等那男人退了出去,所有人都爭先恐後的想從狹小的門洞裏出去,像是突然來了地震,爭先逃命似的。

“這都是些什麽人呐!”那中年男子看著最後一個高鼻梁的男人離開了病房說道。

門又一次被狠狠的關上了。這是一種讓人不舒服的舉動。可是,我對此毫無辦法。

老人不再說話,中年男子也不說話了。他坐在一個小凳子上專心致誌的看著一本小冊子;至始至終,他都沒有向我這邊看一眼。雖然,我會想當然的認為,他這是在無視我的存在,我有必要提醒他一下。但是,我沒有這麽做。他還算是個好男人,至少從剛才那一連串的事情來看。

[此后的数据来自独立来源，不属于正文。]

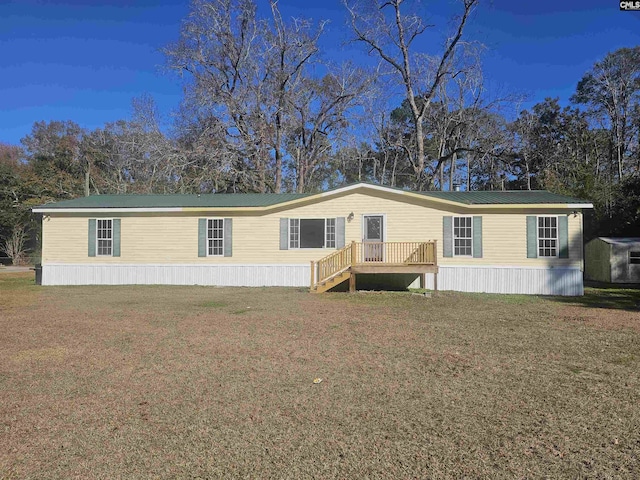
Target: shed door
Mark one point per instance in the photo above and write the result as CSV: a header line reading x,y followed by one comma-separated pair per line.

“砰砰!”有人敲門,接著冒出一個小小的腦袋來,原來小女孩兒從外邊回來了。她已經不哭了,不過,小臉蛋還是看不出有高興的跡象。她朝我看了一眼,這一眼我什麽都沒看出來。人們都說,孩童是最天真無邪的。不過,我沒有從她的眼睛裏看到童真是什麽樣子。我對此不免有些失望,我該詛咒這個小不點,因為她把人類中最不可被玷汙的天真給隱藏了。這是一件不好的事情,雖然還意識不到有什麽不好。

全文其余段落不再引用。